In a typical organization—from the federal government to a pharmaceutical giant—a hierarchical operational structure meets daily demands through clear reporting relationships and responsibilities, Kotter writes. This structure minimizes risk, keeping people in boxes and silos, sorting work into departments, product divisions, and regions. Trouble is, managers in hierarchical organizations don’t promote or reward risk and innovation—they rely on routine, and turn to the same trusted people to run key initiatives.

Girard goes on to discuss Kotter’s 5 key principles for the dual operating systems, which ensure that the system works as envisioned (an “enhanced heirarcy” that focuses on leadership and innovation) and 8 accelerators that help managment tackle big opportunities for change. The accelerators are strikingly familiar, as many seem to have been adapted from Charles Duhigg’s The Power of Habit. Overall, an interesting approach to organizational design.



One of the people I’m coaching at work has been resisting delegation even though she feels overwhelmed. Her main concern is that delegation takes too much time, because most people don’t do the task right and she has to go back and re-do it anyway. We’ve talked through figuring out which tasks are best for delegation: tasks easily taught, tasks that will be repeated multiple times in the future (so investing time in initial training is worthwhile), tasks where imperfection can be tolerated, etc.

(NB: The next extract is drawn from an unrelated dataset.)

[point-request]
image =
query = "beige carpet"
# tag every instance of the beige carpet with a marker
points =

This has worked well for relatively simple, rote tasks that need to be delegated, but is not enough guidance for larger projects.

In preparing for our next coaching session, I found an article from Bridgespan entitled Effective Delegation in Three Simple Steps. It describes delegation as “a balance between trusting others to get the work done and taking steps to ensure that those you’ve delegated to have the support needed to meet expectations.” 

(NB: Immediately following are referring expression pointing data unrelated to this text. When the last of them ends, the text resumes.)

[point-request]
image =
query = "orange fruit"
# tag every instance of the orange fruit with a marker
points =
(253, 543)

I’ll be sharing the full article with her, but thought I would also summarize here. Step one is to hand over the responsibility and agree on expectations (cover what the project is, why the project is important and why you chose this person to handle it, who else is involved and should be included, where the person can get help and resources, when it needs to be done, and a little bit of how it should be done). Step two is “don’t delegate and disappear,” which seems simple. However, it can be difficult to strike the right balance between hovering over someone as they work and waiting too long to find out they’ve put too much time and energy into going in the wrong direction – the article has a good discussion of one example and how it was handled. Step three is “create learning opportunities” which reminds us to debrief on how the project went, even (especially) if it went well – often we learn from our mistakes, but forget to take the time to learn from our successes as well.

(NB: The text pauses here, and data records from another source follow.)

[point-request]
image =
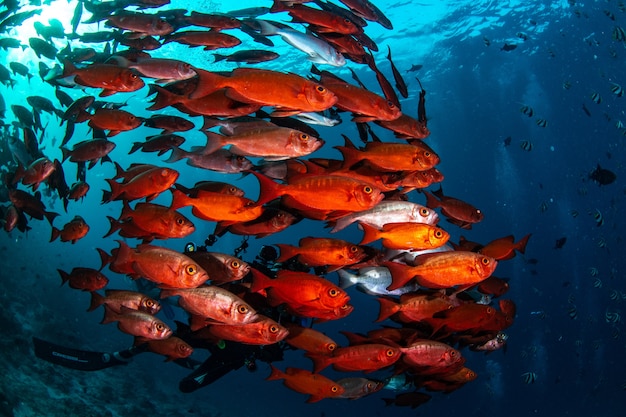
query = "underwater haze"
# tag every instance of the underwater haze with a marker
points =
(524, 108)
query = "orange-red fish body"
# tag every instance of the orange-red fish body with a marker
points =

I also printed out a worksheet from The Management Center, linked in the article, that provides a framework to help think through assigning roles when delegating. This framework, called The MOCHA Model, articulates the roles of Manager, Owner, Consulted, Helper, and Approver. We just had a meeting last week where we found that a project had stalled because roles and responsibilites were not clear, so I think this will be really helpful as well.